A friend of mine once told me Mountain Dew looked like a lab specimen and I haven't had any desire to drink one ever since!


----------



## fureverywhere (May 29, 2016)

Funny soda story...when my son first went to Thailand to meet his in-laws he knew no Thai and they spoke no English. One word that is universal is Fanta. But that meant for breakfast, lunch and dinner he had Fanta soda. Don't know why he didn't ask his wife to translate " I'd like some nice Thai tea now thank you."


----------



## Ruthanne (May 29, 2016)

My favorite pop is ginger ale.  It soothes the tummy.


----------



## debbie in seattle (May 30, 2016)

We never had any when I was a kid (mom was too cheap to buy it), so as an adult, don't drink it.   I don't even know what a lot of it tastes like.


----------



## Gemma (May 30, 2016)

Occasionally I like to drink either Dr. Pepper or Root Beer.  My beverage of choice is just ice water though.  

We never had pop when kids.  It was always Kool-aid.


----------



## SeaBreeze (May 30, 2016)

Don't really drink soda, and when I was a kid my mother didn't have it in the house except for ginger ale and club soda.  Every now and then we'd go to the dime machine and were allowed to have a Coke.  So I never grew a taste for sodas.

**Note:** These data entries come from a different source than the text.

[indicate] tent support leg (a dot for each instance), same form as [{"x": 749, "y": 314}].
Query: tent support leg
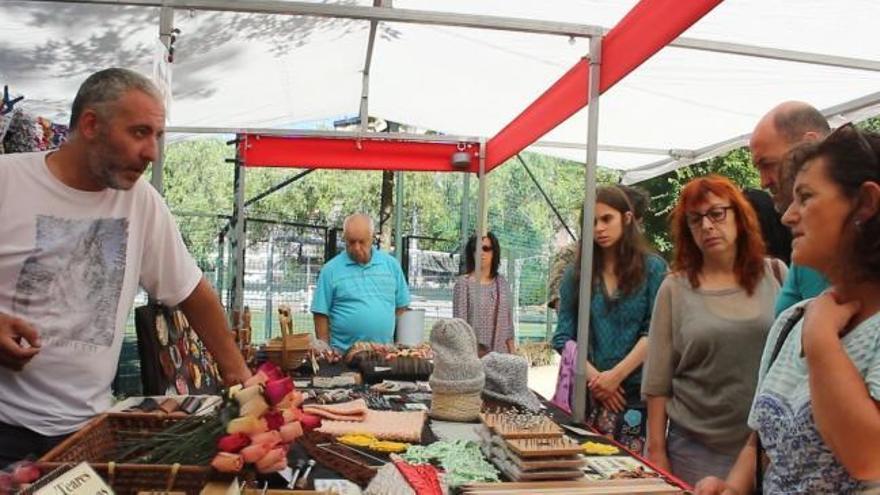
[{"x": 586, "y": 282}]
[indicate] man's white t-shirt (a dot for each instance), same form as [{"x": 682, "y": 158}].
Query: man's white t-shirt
[{"x": 70, "y": 264}]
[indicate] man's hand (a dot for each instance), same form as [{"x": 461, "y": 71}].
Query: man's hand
[
  {"x": 659, "y": 458},
  {"x": 236, "y": 377},
  {"x": 714, "y": 486},
  {"x": 13, "y": 333},
  {"x": 605, "y": 384}
]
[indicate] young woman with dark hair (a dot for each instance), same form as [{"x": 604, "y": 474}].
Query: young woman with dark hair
[
  {"x": 817, "y": 407},
  {"x": 492, "y": 321},
  {"x": 625, "y": 281},
  {"x": 710, "y": 321}
]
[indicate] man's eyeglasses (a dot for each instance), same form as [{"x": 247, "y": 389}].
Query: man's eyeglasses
[
  {"x": 716, "y": 214},
  {"x": 848, "y": 134}
]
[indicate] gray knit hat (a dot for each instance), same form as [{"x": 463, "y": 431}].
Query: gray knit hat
[
  {"x": 507, "y": 380},
  {"x": 458, "y": 376}
]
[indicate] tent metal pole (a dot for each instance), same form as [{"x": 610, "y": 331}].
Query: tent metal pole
[
  {"x": 398, "y": 216},
  {"x": 236, "y": 305},
  {"x": 330, "y": 134},
  {"x": 514, "y": 24},
  {"x": 465, "y": 213},
  {"x": 546, "y": 197},
  {"x": 586, "y": 268},
  {"x": 481, "y": 228}
]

Now, the only carbonated drink I have on a regular basis (everyday) is plain Seltzer water or Perrier.  The last ginger ale we tried and bought several times from the health food store is this one.  I really like it, not too sweet at all.


----------



## Shalimar (May 30, 2016)

I drink very little pop. I love Canada Dry ginger ale, schweppes  raspberry ginger ale, cherry coke on occasion.


----------



## Cookie (May 30, 2016)

Very rarely drink pop or keep it in my fridge, usually have Club Soda which I dilute with water and some fruit juice.  

If out for a meal and don't want alcohol with go wild and have a coke.


----------



## Jackie22 (May 30, 2016)

I don't drink soda....lots of iced tea, water and coffee.


----------



## AprilT (May 30, 2016)

If I drink soda which is rare, it's usually ginger ale, but my daily choice of beverage is iced tea with lemon.


----------



## fureverywhere (May 30, 2016)

My favorite pop is ginger ale.  It soothes the tummy. 

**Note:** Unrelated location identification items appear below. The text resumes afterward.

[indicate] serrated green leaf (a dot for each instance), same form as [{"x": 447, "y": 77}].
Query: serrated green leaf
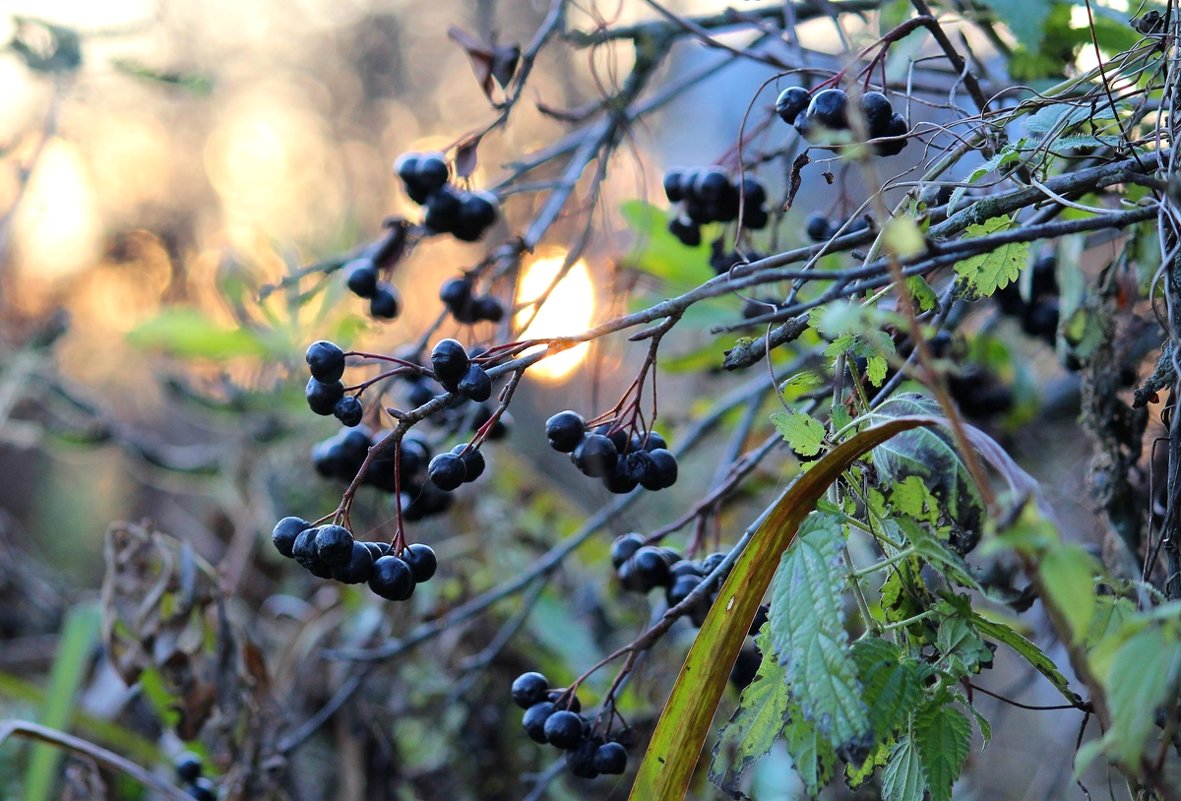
[
  {"x": 659, "y": 253},
  {"x": 891, "y": 684},
  {"x": 188, "y": 333},
  {"x": 943, "y": 736},
  {"x": 1143, "y": 675},
  {"x": 755, "y": 725},
  {"x": 1024, "y": 18},
  {"x": 803, "y": 432},
  {"x": 1068, "y": 573},
  {"x": 989, "y": 272},
  {"x": 811, "y": 754},
  {"x": 902, "y": 779},
  {"x": 808, "y": 630},
  {"x": 1028, "y": 651},
  {"x": 931, "y": 455}
]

Me too, I love the taste of ginger. Ginger ale has a mild taste. There are sodas at the quickie marts around here that are so gingery they make your eyebrows twirl...an acquired taste, but delicious.


----------



## Guitarist (May 30, 2016)

debbie in seattle said:


> We never had any when I was a kid (mom was too cheap to buy it), so as an adult, don't drink it.   I don't even know what a lot of it tastes like.



To be honest, you haven't missed much!  For taste I'd rather have cold chocolate milk, fruit juice, or just plain ice water.  I preferred the taste of Coke to that of Pepsi, but I've never liked any soft drink enough to drink it alone, just to accompany a hotdog, hamburger, or pizza.  Beer has more taste, IMO, but i'm not a beer drinker either.  

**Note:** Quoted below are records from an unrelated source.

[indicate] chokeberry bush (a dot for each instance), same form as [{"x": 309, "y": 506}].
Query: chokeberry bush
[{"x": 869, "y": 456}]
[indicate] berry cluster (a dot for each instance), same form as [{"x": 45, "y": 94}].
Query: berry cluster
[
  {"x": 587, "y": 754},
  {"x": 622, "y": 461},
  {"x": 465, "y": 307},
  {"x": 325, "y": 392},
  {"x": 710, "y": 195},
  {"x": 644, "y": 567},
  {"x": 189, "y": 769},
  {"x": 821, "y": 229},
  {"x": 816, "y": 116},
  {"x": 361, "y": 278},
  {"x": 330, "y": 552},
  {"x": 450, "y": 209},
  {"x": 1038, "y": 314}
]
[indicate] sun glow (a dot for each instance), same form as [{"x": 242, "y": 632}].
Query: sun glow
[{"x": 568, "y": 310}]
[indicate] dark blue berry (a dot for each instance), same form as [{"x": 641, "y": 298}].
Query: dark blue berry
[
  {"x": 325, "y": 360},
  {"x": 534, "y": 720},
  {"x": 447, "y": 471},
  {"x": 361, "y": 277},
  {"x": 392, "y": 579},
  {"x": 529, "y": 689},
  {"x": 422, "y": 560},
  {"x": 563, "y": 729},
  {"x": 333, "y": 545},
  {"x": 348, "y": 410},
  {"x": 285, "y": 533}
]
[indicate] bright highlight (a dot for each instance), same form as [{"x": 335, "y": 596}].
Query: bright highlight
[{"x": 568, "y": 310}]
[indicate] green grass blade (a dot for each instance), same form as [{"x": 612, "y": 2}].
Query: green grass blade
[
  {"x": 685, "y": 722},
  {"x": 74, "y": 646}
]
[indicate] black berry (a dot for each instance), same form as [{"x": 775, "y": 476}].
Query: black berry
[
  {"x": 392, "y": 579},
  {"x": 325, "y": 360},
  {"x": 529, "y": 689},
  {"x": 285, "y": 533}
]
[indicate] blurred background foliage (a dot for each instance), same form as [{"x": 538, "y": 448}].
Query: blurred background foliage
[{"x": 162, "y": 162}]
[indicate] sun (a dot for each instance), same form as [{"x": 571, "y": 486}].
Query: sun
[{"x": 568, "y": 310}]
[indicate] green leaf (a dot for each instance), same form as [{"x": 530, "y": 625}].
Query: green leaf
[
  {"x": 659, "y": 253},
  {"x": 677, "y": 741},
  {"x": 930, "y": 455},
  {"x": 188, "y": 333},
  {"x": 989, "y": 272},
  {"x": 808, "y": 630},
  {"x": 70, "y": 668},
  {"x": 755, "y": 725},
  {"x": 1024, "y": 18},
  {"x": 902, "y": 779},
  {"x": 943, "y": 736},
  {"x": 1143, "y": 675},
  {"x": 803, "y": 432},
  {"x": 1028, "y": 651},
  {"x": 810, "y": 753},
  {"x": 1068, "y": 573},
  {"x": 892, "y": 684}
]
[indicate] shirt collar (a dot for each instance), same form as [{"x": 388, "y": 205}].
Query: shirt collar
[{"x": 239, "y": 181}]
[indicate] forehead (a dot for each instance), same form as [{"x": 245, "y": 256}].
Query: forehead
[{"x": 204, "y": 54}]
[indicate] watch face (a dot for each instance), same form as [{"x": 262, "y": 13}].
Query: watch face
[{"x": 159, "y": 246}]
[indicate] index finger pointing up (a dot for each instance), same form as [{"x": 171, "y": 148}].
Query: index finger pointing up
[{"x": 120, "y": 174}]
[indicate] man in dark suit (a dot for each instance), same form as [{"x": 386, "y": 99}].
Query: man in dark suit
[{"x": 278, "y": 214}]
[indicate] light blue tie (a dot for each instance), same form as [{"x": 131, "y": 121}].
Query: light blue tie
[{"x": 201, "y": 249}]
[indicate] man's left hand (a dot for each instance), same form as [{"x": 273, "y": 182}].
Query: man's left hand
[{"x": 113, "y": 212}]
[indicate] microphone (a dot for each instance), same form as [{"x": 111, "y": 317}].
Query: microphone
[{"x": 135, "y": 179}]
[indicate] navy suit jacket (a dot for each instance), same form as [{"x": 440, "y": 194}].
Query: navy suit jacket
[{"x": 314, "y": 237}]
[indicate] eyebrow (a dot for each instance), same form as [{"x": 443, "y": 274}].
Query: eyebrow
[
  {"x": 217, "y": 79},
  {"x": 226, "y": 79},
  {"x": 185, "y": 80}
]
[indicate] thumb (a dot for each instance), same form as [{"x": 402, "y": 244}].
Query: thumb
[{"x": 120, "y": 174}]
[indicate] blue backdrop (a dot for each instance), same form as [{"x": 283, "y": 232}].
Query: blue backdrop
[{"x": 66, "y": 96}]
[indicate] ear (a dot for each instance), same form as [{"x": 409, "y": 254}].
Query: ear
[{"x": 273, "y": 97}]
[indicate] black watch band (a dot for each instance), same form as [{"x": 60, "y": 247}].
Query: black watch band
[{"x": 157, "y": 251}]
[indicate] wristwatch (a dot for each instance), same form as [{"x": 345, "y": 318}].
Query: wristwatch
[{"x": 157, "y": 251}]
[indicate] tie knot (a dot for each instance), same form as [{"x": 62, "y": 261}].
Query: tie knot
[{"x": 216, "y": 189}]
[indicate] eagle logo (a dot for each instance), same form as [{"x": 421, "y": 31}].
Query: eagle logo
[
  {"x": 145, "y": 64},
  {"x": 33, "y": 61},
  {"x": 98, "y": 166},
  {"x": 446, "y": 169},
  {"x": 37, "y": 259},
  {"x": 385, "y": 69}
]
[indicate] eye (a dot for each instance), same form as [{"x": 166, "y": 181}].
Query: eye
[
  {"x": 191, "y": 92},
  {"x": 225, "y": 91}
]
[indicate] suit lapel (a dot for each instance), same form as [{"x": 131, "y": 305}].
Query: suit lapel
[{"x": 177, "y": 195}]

The only soft drinks I like enough to drink alone are Chocolate Soldiers and chocolate Yoo-hoos.


----------



## jujube (May 30, 2016)

I drink very little soda, but occasionally I have to have a fully-loaded Coke or a Squirt.


----------



## Lon (May 30, 2016)

I like Dr. Pepper once in a  while.


----------



## Bobw235 (May 30, 2016)

Rarely drink soda and never keep it in the house.  I don't mind ginger ale or a diet Pepsi once in a while, but I'd never order it out at a restaurant.  I tend to stick with water, or flavored seltzers.


----------



## senile1 (Jun 3, 2016)

Ginger ale.


----------



## NancyNGA (Jun 3, 2016)

Diet Coke, for years and years. 

BTW, finally got tired of lugging the 2 liter bottles home from the store, so now I've switched to those little flavor packets you put in water.  You can get a box of about 8 - 12 for a dollar at the dollar store, and carry a whole year's worth home in one trip.   Grape!


----------



## Butterfly (Jun 19, 2016)

Diet cola for me, too.


----------



## Goldfynche (Jun 19, 2016)

senile1 said:


> Ginger ale.




Yes. I concur. We drink a lot of ginger ale. Very reasonable at the supermarkets.


----------



## RadishRose (Jun 19, 2016)

Don't drink it no matter what you call it.


http://popvssoda.com/


----------



## Ruth n Jersey (Jun 19, 2016)

I like birch beer. Back in the 50's we drank Nehi. I don't know if you can still get it. My Mom liked celery tonic. The taste was horrible and it smelled like wet cigars to me.


----------



## senile1 (Jun 21, 2016)

Diet Ginger Ale.


----------



## Shalimar (Jun 21, 2016)

I like homemade ginger beer.


----------



## Ruthanne (Jun 21, 2016)

I really am not crazy about the taste but if I want a pick me up I will have a diet coke.


----------



## tortiecat (Jun 21, 2016)

Very occasionally I will have a Sprite or an iced tea, other than that
my favorite drink(other than wine) is water.


----------



## Don M. (Jun 21, 2016)

We virtually never drink soda pop.  We keep a pitcher of either lemonade or grape juice in the fridge, and another filled with iced tea, and tap those for a drink of something other than plain water.


----------



## Eric (Jul 13, 2016)

Coke or rootbeer for me.


----------